Binomial Coefficients

MS: moved here the discussion/proposals from Additional math functions

KBK Before cutting-and-pasting these procedures into your code, you probably ought to go have a look at the 'math::combinatorics' module of tcllib. It offers, as of this writing, factorials and their logarithms, binomial coefficients, the Beta and Gamma functions (and the logarithm of the Gamma function), and several others. Incomplete gamma, and normal, chi-square, Poisson, hypergeometric, and F distributions are planned but not yet implemented.

AM (11 january 2007) Many of the statistical distributions mentioned above are available via the statistics module in Tcllib

Binomial coefficient:

 proc over {n k} {
    # binomial coefficient: e.g. [over 5 3] = (5*4*3)/(1*2*3) = 10
        set k [expr {(($n-$k) < $k) ? $n-$k : $k}] 
        if {$k==0} {return 1}
        set num $n
        set den $k
        while {$k>1} {
                incr n -1
                incr k -1
                set num [expr {$num*$n}]
                set den [expr {$den*$k}]
        }
        expr {$num/$den}
 } ;#RS

Note that combinatoric functions are notorious for rewarding algorithmic "trickiness". In this case, the multiple "expr" invocations will toggle to floating point when n is sufficiently large. This is both slow and inaccurate, in general, although certainly quite adequate for many common cases of interest.

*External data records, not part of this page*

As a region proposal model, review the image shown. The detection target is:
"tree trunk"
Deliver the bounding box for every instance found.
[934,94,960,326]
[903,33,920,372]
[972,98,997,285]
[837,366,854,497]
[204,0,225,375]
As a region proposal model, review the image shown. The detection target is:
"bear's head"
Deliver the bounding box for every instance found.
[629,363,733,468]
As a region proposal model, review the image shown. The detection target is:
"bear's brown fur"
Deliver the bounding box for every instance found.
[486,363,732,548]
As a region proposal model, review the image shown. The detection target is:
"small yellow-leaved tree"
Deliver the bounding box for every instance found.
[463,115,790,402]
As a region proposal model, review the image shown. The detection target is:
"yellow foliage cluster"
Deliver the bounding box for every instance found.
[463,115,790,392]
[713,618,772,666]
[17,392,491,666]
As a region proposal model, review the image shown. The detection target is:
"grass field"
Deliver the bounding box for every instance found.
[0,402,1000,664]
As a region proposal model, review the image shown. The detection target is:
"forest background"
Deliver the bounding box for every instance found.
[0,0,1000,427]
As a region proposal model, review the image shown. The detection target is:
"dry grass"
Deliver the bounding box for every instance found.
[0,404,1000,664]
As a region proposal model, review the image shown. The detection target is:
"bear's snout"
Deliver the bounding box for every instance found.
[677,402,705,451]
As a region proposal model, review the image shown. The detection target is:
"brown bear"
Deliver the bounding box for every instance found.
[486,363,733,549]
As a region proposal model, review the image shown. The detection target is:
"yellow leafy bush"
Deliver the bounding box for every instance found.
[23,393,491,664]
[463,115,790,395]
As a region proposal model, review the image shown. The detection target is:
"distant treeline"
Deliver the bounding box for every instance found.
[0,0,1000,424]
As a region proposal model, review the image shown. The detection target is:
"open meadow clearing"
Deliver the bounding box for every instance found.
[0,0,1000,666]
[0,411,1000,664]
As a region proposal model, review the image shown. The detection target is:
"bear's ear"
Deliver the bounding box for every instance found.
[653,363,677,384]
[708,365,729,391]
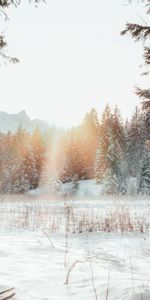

Higher precision is available with algorithms which exploit common factors repeated in the numerator and denominator (and there will be many of them for most calculations). CL will make a point some day of returning here to offer an [over] written in terms of [primefactors] (see below). - RS: Here's a variant which uses mostly lists: collect factors for num and den, remove from num all that are in den, finally computes one integer expression:

 proc over2 {n k} {
    # binomial coefficient: e.g. [over 5 3] = (5*4*3)/(1*2*3) = 10
        set k [expr {(($n-$k) < $k) ? $n-$k : $k}] 
        if {$k==0} {return 1}
        set num $n
        set den $k
        while {$k>1} {
                lappend num [incr n -1]
                lappend den [incr k -1]
        }
        set t 1 ;# neutral element of multiplication
        foreach i $num {
           if {[set pos [lsearch $den $i]]<0} {
                lappend t $i
           } else {
                set den [lreplace $den $pos $pos]
           }
        }
        expr [join $t *]/([join $den *])
 }

Recursive binomial calculations can be surprisingly well-conditioned (someone compare performance on these):

    proc binom {m n} {
        set diff [expr $m - $n]
        if {$diff < $n} {
            return [binom $m $diff]
        }
        switch $n {
            0 {
                return 1
            }
            1 {
                return $m
            }
            default {
                    # This could use a bit of common-factor elimination.
                return [expr [binom [expr $m - 1] [expr $n - 1]] * $m / $n]
            }
        }
    }

MS: This looks like too much of a good thing, you do not need to recurse over both variables. Recursing over just m gives the following algorithm.

 proc binom2 {m n} {
     set n [expr {(($m-$n) > $n) ? $m-$n : $n}]
     set k [expr {$m - $n}] 
     if {$k < 0} {return 0}
     switch $k {
         0 {return 1}
         1 {return $m}
         default {
             return [expr {($m*[binom [expr {$m - 1}] $n])/$k}]
         }
     }
 } ;#MS

Both recursive algorithms are stable in the sense of not producing unnecessarily large intermediate results. If you are interested in performance, avoid recursion and [switch]. An iterative implementation of binom2 is:

 proc binom3 {m n} {
     set n [expr {(($m-$n) > $n) ? $m-$n : $n}]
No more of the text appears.